Aaron Troeger
Aaron Troeger

Reputation: 165

Segmentation fault (core dumped) c

My code is posted below, i'm pretty sure that the segmentation fault is happening in the while loop at the bottom of main().

My program has to read a file, the data is in a grid formation, the fscanf gets teh dimensions of the grid, then creates a 2D array with those dimensions, then i use a while loop to go through line by line and then a for loop to go through character by character in that line to store it in the inner part of the array, then i++ goes to store it in the next level of the 2D array.
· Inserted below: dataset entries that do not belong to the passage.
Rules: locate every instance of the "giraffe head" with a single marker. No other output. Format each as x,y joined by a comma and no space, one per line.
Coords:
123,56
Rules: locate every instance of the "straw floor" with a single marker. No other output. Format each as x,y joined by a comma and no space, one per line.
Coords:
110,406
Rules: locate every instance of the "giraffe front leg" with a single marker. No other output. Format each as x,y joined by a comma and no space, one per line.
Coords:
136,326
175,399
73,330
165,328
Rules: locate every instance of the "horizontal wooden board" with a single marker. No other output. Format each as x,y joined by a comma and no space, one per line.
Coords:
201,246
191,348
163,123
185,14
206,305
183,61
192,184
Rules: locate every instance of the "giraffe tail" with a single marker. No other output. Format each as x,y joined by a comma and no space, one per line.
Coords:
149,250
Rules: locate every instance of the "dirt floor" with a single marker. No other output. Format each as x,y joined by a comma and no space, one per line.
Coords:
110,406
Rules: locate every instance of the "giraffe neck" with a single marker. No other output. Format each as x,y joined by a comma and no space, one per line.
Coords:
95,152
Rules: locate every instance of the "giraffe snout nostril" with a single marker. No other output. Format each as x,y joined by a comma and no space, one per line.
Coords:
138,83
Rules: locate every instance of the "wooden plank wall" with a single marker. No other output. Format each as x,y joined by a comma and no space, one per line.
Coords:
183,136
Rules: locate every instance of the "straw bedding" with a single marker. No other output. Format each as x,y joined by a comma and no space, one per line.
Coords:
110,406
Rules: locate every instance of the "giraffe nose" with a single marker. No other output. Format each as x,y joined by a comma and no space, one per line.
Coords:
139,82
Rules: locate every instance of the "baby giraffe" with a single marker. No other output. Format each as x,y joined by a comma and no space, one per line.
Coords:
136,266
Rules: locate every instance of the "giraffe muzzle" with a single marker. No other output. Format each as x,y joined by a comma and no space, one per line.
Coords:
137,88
can anyone tell me why its doing it?

    #include <stdio.h>
    #include <stdlib.h>
    #include <string.h>

    char direction;
    int steps;
    int cur[2];
    char** gridArray;
    int* move(int cur[2]);
    int* getCommand(int next[2], char** gridArray);
    char** make2DFileArray(int sizeX, int sizeY);
    int* makeArray(int size);

    int main(int argc, char *argv[] )
    {
            FILE *fp;
            int rows;
            int columns;
            int i=0,j;
            char line[1000];

            if ((argc < 2)^(argc > 3)) {
                    fprintf(stderr, "Usage: thebox mapfile [maxsteps]\n");
                    exit(1);
            }
            if( argc < 3 ) { steps = 10; }
            else { steps = argv[2]; }

            fp = fopen(argv[1], "r");
            if( fp == NULL) {
                    fprintf(stderr, "Missing map file.\n");
                    exit(1);
            }

            fscanf(fp, "%d %d", &rows, &columns);
            gridArray = make2DFileArray(rows+1, columns);

            while ( fgets(line, 1000, fp) != NULL) {
                for(j=0; j < columns - 1; j++) {
                        gridArray[i][j] = line [j];
                }
                i++;
                printf("%s", line);
        }
        fclose(fp);
        printf("(sidepos)>\n");
        return 0;
}

and my helper method, is this

char** make2DFileArray(int sizeX, int sizeY)
{
        int i;
        char** array;
        array = (char**) malloc(sizeX*sizeof(char*));

        for (i = 0; i < sizeX; i++) {
                array[i] = (char*) malloc(sizeY*sizeof(char));
                return array;
        }
        return array;
}

int* makeArray(int size)
{
        int* array;
        array = (int*) malloc(size*sizeof(int));
        return array;
}

Upvotes: 0

Views: 9465

Answers (3)

Yue Yu
Yue Yu

Reputation: 21

steps = argv[2]; 

The variable 'steps' type is int, and variable 'argv[2]' type is char *, can't be directly assigned.

You can do it by

steps = atoi(argv[2]);

Upvotes: 1

Jacob Pollack
Jacob Pollack

Reputation: 3751

This:

for (i = 0; i < sizeX; i++) {
  array[i] = (char*) malloc(sizeY*sizeof(char));
  return array;
}

return array;

... should be:

for (i = 0; i < sizeX; i++) {
  array[i] = (char*) malloc(sizeY*sizeof(char));
}

return array;

... in your function make2DFileArray.

Remark: The element is allocated memory however the rest of the elements are not because of your return inside the for-loop. Each element in the array from [1 ... length - 1] are random memory addresses (because when you malloc you did not populate them as proper pointers) and hence dereferencing any element other than the one at position 0 will result in undefined behaviour.

Upvotes: 2

Some programmer dude
Some programmer dude

Reputation: 409176

The error is in the make2DFileArray function. You just return after the first allocation in the loop, meaning only gridArray[0] will be allocated.

Since none of the other entries will be allocated, accessing e.g. gridArray[1] is undefined behavior and the cause of your crash.